The radio never worked again.

       Mom’s second best friend was a small portable transistor radio she used to lock in the closet. She had a special place for it, next to her wallet, underneath her cotton underwear, where it was dark and dry, and no termites could get to. It came out of the closet only at night to be Mom’s bed companion. It was a black small rectangular thing with a worn out dial, paint chipped off the holes on the speaker and a narrow plastic window through which the numbers of the radio stations were no longer visible. She knew her transistor well, like a woman knows her husband. She knew its whims, its strengths and weaknesses and how to get the most out of it.

Mom, her black transistor and I had exquisite rendezvous in bed. Every Wednesday at 9:30 pm, she would turn her bedroom lights off and invited me to join her under the sheets so that we could be frightened together. The youngest of my other sisters was 14 going on 15 and therefore too old to be under the sheets with Mom. But me? I was still 8 going on 9, still lovable, still smitten with Mom, still her most loyal follower. And because I was still easy, Mom was easy on me. So I gladly jumped in bed with her and waited for whatever Mom, the radio, and the night might deliver.

The idea was to listen to horror stories and to gasp, and tremble and scream without care.

“Almost time,” Mom said and my heart made loud thump noises inside my ears. She opened the closet and cleaned her transistor with a cloth. She grabbed the dial with a steady hand and moved it between stations looking for El Código del Terror, a Tales from the Crypt a-la Colombiana.

We heard music, cut off news, static, commercials, more static. Mom closed her eyes as she moved the dial, willing the station to come forward. The red needle obeyed her instructions canvassing the stations from corner to corner of the plastic window. She was focused; the frown between her eyebrows looked like the letter H had been carved into her tanned skin.

She pulled the antenna out and pointed it at every space between the cardinal points until we heard the macabre laughter. Loud and clear the cackle from the crypt announced the beginning of El Código del Terror. Gently, as if not to disturb the voice, she would bring the transistor to bed, under the covers, and tucked it between our heads with the antenna sticking out towards the window where the reception was best.

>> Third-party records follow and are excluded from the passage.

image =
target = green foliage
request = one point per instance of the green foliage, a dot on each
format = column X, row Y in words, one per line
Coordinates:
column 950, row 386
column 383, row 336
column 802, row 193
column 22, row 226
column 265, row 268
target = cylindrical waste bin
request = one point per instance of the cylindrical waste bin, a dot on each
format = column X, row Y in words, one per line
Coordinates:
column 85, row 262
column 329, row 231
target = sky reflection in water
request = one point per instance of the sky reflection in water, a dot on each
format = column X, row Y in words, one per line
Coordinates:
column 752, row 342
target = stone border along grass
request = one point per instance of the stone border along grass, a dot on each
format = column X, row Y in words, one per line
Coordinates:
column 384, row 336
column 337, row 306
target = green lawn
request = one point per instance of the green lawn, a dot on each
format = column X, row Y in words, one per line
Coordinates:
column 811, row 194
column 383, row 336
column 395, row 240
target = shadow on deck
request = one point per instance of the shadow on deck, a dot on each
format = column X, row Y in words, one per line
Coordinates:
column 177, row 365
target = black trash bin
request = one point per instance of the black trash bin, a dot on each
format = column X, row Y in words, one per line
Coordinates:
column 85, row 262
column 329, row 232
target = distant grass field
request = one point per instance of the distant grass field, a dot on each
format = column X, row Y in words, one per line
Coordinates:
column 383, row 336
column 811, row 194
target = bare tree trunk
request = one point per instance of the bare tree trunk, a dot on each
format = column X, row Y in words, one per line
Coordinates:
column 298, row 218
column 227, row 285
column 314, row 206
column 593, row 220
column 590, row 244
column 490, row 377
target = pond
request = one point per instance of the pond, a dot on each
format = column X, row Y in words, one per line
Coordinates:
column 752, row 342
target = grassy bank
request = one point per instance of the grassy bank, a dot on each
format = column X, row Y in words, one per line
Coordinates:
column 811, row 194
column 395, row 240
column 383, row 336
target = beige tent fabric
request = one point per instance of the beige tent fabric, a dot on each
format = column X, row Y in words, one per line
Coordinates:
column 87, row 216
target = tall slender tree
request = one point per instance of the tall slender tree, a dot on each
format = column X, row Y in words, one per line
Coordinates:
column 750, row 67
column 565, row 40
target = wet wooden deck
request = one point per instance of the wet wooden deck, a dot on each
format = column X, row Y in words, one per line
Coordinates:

I could hear heartbeats, some mine, some Mom’s. We clasped our hands together, her calloused hands and mine; I felt her hot breath on my neck and smelled her clothes, a fusion of soap and onions.

Our favorite horror story was about good men trapped in salamanders’ bodies and bad men whose rotten deeds were punished with an invasion of such salamanders.

One night we heard the story of a trapped man who had fallen into the curious hands of a young boy. He dismembered the salamander-man little by little: first the tail, then the limbs, then he performed a vicious dissection just to see the salamander’s heart without realizing that he was dismembering a human being. The trapped man screamed in pain a loud Nooooo! But the boy, pure at heart, could not hear his cry. The shriek pierced through our ears and both, Mom and I, screamed in unison with the trapped man, first, Noooooo! followed by Ay Dios Mío. Suddenly Mom’s hands were squeezing my shoulders while mine turned into fists beating on the mattress in panic. We wriggled under the sheets, toenails tearing on something, panting, mouths half-open, eyes shut, her legs wrapped around mine, my head buried somewhere in her armpit.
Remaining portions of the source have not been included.